The act empowered the chair of the Social Credit Board to require a newspaper to reveal the names and addresses of its sources, as well as the names and addresses of any writers, including of unsigned pieces. Non-compliance would result in fines of up to $1,000 per day, and prohibitions on the publishing of the offending newspaper, of stories by offending writers, or of information emanating from offending sources. The act also required newspapers to print, at the instruction of the chair of the Social Credit Board, any statement "which has for its object the correction or amplification of any statement relating to any policy or activity of the Government of the Province."

The act was attacked by opposition politicians as evidence of the government's supposed fascism, and alienated even the Albertan. The international press was also cutting: one British paper referred to Aberhart as "a little Hitler". Later commentators have been no more favourable: Finkel calls the act evidence of the "increasingly authoritarian nature of the Aberhart regime", and even Barr, generally sympathetic to Social Credit, calls it "a harsh blow to free speech".

Lieutenant-Governor John C. Bowen, mindful of the federal government's disallowance of the Social Credit Board's earlier legislation, reserved royal assent of the act and its companions until their legality could be tested at the Supreme Court of Canada. This was the first use of the power of reservation in Alberta history, and in the summer of 1938 Aberhart's government announced the elimination of Bowen's official residence, his government car, and his secretarial staff. Aberhart biographers David Elliott and Iris Miller and Ernest Manning biographer Brian Brennan attribute this move to revenge for Bowen's reservation of assent.

==Aftermath==

Bowen put a stop to the Accurate News and Information Act, at least temporarily, but Aberhart's fight against the press continued: on March 25, 1938, a resolution of the Social Credit-dominated legislature ordered that Don Brown, a reporter for the Edmonton Journal, be jailed "during the pleasure of the assembly" for allegedly misquoting Social Credit backbencher John Lyle Robinson on the inclusion of chiropractors in the Workman's Compensation Act. Brown was never actually jailed; the next day, in response to negative publicity from across Canada, the legislature passed another resolution, ordering "the release of Mr. Don C. Brown from custody." In Barr's view, "the government was made to look less ominous than silly."

Around the same time, the Supreme Court ruled on the Reference re Alberta Statutes.
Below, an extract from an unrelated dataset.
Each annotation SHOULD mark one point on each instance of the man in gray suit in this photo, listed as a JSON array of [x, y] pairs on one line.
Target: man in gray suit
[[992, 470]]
It found that the Accurate News and Information Act, along with the others submitted to it for evaluation, was ultra vires (beyond the powers of) the Alberta government. In the case of the Accurate News and Information Act, the court found that the Canadian constitution included an "implied bill of rights" that protected freedom of speech as being critical to a parliamentary democracy.

For its leadership in the fight against the act, the Pulitzer Prize committee awarded the Edmonton Journal a bronze plaque, the first time it honoured a non-American newspaper. Ninety-five other newspapers, including the Calgary Albertan, Edmonton Bulletin, Calgary Herald, Lethbridge Herald, and Medicine Hat News, were presented with engraved certificates.